Prosecutors have said in detention hearings they are working on bringing seditious conspiracy charges – a prospect that Washington, DC, acting US Attorney Michael Sherwin raised publicly early on.
But with a new administration now running the Justice Department, taking such a major step on a rarely used law would likely require sign-off from the new Biden administration officials at Justice headquarters.
For now, the department is led by acting Attorney General Monty Wilkinson and acting Deputy Attorney General John Carlin. It’s unclear whether they would want to be the ones to sign off on sedition charges, with Senate confirmation likely still weeks away for Judge Merrick Garland and Lisa Monaco, Biden’s picks for the top two jobs. If department officials decide to wait for Garland to arrive, it could slow the work underway.
The Civil War-era law brings up to 20-year penalties for plotting to overthrow the US government and to use force to oppose US government authority or to delay the execution of a US law.

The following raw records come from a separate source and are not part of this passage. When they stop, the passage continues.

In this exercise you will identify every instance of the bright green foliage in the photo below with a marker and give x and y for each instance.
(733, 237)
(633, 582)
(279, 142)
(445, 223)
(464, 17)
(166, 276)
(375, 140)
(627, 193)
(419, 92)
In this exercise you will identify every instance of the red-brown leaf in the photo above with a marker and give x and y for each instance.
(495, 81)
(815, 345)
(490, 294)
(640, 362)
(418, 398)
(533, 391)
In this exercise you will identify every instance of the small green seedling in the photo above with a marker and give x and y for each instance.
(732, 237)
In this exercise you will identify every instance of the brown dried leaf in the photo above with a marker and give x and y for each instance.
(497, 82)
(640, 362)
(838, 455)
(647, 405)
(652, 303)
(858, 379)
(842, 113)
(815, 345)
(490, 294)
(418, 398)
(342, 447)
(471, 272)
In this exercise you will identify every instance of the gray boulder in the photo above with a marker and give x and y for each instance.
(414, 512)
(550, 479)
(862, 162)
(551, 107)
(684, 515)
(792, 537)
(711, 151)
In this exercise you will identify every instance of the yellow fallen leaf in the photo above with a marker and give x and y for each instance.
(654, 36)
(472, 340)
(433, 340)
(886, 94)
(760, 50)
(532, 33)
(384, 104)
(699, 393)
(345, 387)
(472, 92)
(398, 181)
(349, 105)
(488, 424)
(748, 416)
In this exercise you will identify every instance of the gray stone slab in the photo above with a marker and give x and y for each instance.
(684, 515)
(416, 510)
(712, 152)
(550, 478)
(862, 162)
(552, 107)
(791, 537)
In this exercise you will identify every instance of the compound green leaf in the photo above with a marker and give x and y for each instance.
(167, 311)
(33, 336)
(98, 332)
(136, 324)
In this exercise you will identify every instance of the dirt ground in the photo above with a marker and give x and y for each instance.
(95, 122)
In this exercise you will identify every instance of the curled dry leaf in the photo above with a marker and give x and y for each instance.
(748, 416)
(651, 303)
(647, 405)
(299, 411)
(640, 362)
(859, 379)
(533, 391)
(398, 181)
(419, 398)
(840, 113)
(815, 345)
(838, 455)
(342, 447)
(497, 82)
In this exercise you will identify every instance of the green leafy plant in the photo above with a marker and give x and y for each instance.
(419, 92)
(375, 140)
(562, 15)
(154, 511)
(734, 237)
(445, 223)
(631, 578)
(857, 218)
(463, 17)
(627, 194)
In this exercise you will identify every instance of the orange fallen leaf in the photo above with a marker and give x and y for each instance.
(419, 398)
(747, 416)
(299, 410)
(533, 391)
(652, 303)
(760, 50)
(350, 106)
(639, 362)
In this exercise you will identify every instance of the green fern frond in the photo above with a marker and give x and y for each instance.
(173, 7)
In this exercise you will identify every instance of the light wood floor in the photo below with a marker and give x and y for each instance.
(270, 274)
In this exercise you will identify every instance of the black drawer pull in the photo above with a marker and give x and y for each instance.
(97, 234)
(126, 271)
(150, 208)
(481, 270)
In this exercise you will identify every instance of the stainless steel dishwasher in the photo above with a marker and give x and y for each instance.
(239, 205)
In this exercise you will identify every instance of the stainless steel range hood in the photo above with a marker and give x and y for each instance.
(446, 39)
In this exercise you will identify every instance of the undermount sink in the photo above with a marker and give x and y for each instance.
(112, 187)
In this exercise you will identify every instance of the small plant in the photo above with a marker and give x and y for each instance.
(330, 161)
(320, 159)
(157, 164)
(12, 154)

Last summer, amid street protests following the police killing of George Floyd, then-Attorney General William Barr encouraged federal prosecutors to use the law against leftist protesters, a move that no one made.
The most recent use of the law came during the Obama administration, but a judge dismissed seditious conspiracy charges against members of a militant group in Michigan that had discussed attacks against federal and local authorities, because they hadn’t done enough to directly attempt to thwart the federal government.
The law was used successfully in 1995 against Sheikh Omar Abdel-Rahman and a group who plotted to destroy landmarks in New York. And in the 1980s, a Puerto Rican separatist was sent to prison on seditious conspiracy and other charges for a campaign of bombings.
Garland and Monaco both have government experience confronting domestic terrorism.
In 1995, Garland – then a senior official at the Justice Department in Washington – flew to Oklahoma City to supervise the aftermath of the bombing of the Alfred P. Murrah Federal Building, at the time the deadliest domestic terror attack in the country’s history.
Monaco, who has led the Justice Department’s National Security Division, was only weeks into a position as then-President Barack Obama’s chief adviser on homeland security and counterterrorism when two self-radicalized Boston brothers planted two bombs on the parade route of the city’s marathon.
The Boston bombing and other jihadi-inspired attacks were the most pressing concern for counterterrorism authorities at the time, but Monaco also played a leading role in some of the earliest instances of what would become a wave of White supremacist threats, like the 2015 massacre at one of the oldest Black churches in the country, Charleston’s Mother Emanuel.